WGHN-FM
- Grand Haven, Michigan; United States;
- Frequency: 92.1 MHz
- Branding: 92.1 FM WGHN

Programming
- Format: Adult contemporary
- Affiliations: NBC News Radio

Ownership
- Owner: Will Tieman; (WGHN, Inc.);

History
- First air date: January 28, 1969
- Former call signs: WGHN-FM (1969–1976); WFMG (1976–1983);
- Call sign meaning: Grand Haven

Technical information
- Licensing authority: FCC
- Facility ID: 72105
- Class: A
- ERP: 6,000 watts
- HAAT: 51 meters (167 ft)
- Transmitter coordinates: 43°3′25″N 86°14′28″W﻿ / ﻿43.05694°N 86.24111°W

Links
- Public license information: Public file; LMS;
- Webcast: Listen Live
- Website: wghn.com

= WGHN-FM =

WGHN-FM (92.1 MHz) is a commercial radio station licensed to Grand Haven, Michigan, United States. It is owned by Will Tieman and it airs an adult contemporary format. The studios are on South Harbor Drive in Grand Haven. The transmitter is off 144th Avenue in Spring Lake, Michigan.

==History==
===Early years===
WGHN-FM signed on the air on January 28, 1969. At first, WGHN-FM simulcast the programming of co-owned WGHN 1370 AM. In 1976, the FM station changed its call sign to WFMG. (Those call letters are now used on 101.3 FM in Richmond, Indiana.) WFMG separated its programming from its AM sister station. It began airing an automated easy listening format while the AM station continued with a full service format of middle of the road (MOR) music, sports, news and talk.

After the stations were sold in 1983, the FM's call sign was changed back to WGHN-FM and the two stations resumed simulcasting, which continued until January 4, 2008.

===Change in ownership===
WGHN owners Bill Struyk, President and General Manager, and Ron Mass, Vice President (known on the air as "Ron Stevens"), announced in April 2007 that they were selling WGHN and WGHN-FM. The new owner would be Lansing-based businessman Will Tieman. Tieman is also owner of Michigan State University's Spartan Sports Network. Struyk told the Grand Haven Tribune that he and Mass were both ready for retirement (1). Despite speculation that Tieman would try to move WGHN out of Grand Haven to become a Muskegon- or Grand Rapids-market station, Tieman told The Muskegon Chronicle that he did not plan to make any major programming changes (see: "New owner plans to keep WGHN local," The Muskegon Chronicle, May 8, 2007) 1, nor would he immediately discontinue WGHN's University of Michigan sports broadcasts in favor of Michigan State sports.

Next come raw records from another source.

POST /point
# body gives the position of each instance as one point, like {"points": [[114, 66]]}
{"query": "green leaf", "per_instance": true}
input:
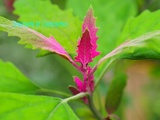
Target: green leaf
{"points": [[17, 106], [12, 80], [115, 93], [145, 25], [48, 19]]}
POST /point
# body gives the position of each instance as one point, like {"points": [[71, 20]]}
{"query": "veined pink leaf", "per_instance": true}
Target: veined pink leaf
{"points": [[89, 23], [31, 37], [84, 50], [79, 83]]}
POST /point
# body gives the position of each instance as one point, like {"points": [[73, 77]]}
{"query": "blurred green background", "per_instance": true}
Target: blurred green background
{"points": [[141, 100]]}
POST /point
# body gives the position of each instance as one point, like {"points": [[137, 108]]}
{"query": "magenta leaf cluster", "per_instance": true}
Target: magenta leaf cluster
{"points": [[86, 51]]}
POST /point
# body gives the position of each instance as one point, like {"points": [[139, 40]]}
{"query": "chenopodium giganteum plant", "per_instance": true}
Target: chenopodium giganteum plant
{"points": [[86, 51]]}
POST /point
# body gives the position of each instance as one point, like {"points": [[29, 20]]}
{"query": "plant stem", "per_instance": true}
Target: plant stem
{"points": [[78, 96], [93, 109], [103, 72], [54, 92]]}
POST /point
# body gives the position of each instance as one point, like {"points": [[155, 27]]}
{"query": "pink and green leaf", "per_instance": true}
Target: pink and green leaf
{"points": [[32, 38]]}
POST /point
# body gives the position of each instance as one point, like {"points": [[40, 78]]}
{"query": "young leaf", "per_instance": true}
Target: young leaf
{"points": [[31, 37], [89, 23], [49, 19], [84, 50], [115, 93], [12, 80], [144, 23], [17, 106]]}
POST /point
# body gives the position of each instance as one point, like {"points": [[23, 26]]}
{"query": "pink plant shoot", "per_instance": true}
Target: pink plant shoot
{"points": [[85, 53]]}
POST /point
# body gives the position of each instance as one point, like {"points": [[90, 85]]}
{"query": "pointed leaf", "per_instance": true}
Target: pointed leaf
{"points": [[12, 80], [79, 83], [115, 93], [26, 107], [31, 37], [149, 43], [74, 90], [84, 50], [49, 19], [142, 25], [89, 23]]}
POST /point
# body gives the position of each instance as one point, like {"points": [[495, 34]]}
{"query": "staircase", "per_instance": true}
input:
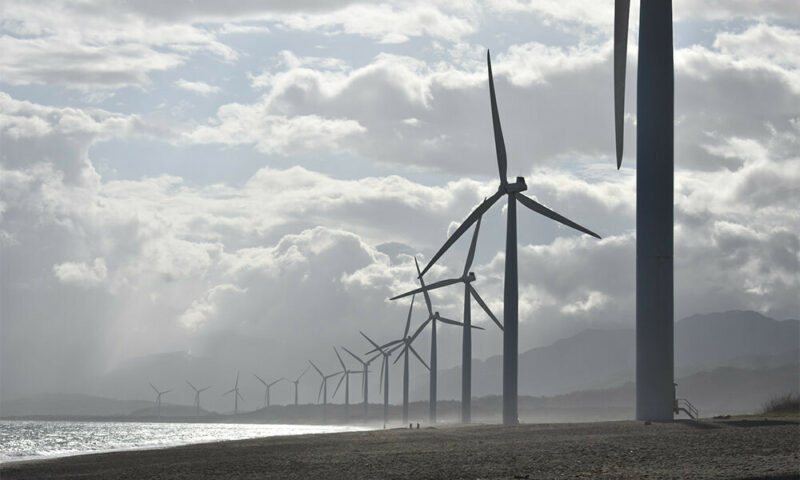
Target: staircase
{"points": [[685, 406]]}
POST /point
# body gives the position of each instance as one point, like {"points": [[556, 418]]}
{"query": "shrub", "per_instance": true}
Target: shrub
{"points": [[787, 404]]}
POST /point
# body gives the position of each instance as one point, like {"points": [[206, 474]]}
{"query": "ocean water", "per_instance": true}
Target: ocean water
{"points": [[31, 439]]}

In early January 2008, Will Tieman ended the simulcast between WGHN AM and FM. The AM station became a sports radio outlet as a network affiliate of ESPN Radio. 92.1 FM continued with its adult contemporary format.

===Tower eviction===
On November 21, 2022, WGHN-FM and sister station WMPA went off the air after being evicted from their tower site by the city of Grand Haven. WGHN-FM's adult contemporary format temporarily moved to sister station WGHN 1370 AM, replacing that station's oldies format.

On January 31, 2023, WGHN-FM resumed broadcasting after being silent for two months. Its tower was relocated to a new site in Spring Lake.

In 2025, Tieman sold the AM station to Cano's Broadcasting, who took over its operations pending final FCC approval under new call letters, WGHA. Throughout 2025, however, the FM station celebrated the 69th anniversary of WGHN.

==Current programming==
WGHN-FM primarily serves the Tri-Cities area of northwest Ottawa County, including Grand Haven, Spring Lake and Ferrysburg. It also provides a fairly strong Grade B signal to most of Muskegon.

The station plays adult contemporary music. Mary Ellen Murphy hosts Good Morning Grand Haven each weekday. Jesse Bruce hosts Lunchtime At The Laguna during the noon hour and Jesse Bruce Live weekday afternoons. WGHN-FM carries updates from CBS News Radio, as well as local news, sports and weather.

It airs Michigan State University football and basketball as well as Detroit Lions football. In 2026, it added Detroit Tigers baseball after WOOD AM-FM lost the rights to less-powerful WFGR. In the fall, Spring Lake High School football airs on Friday nights.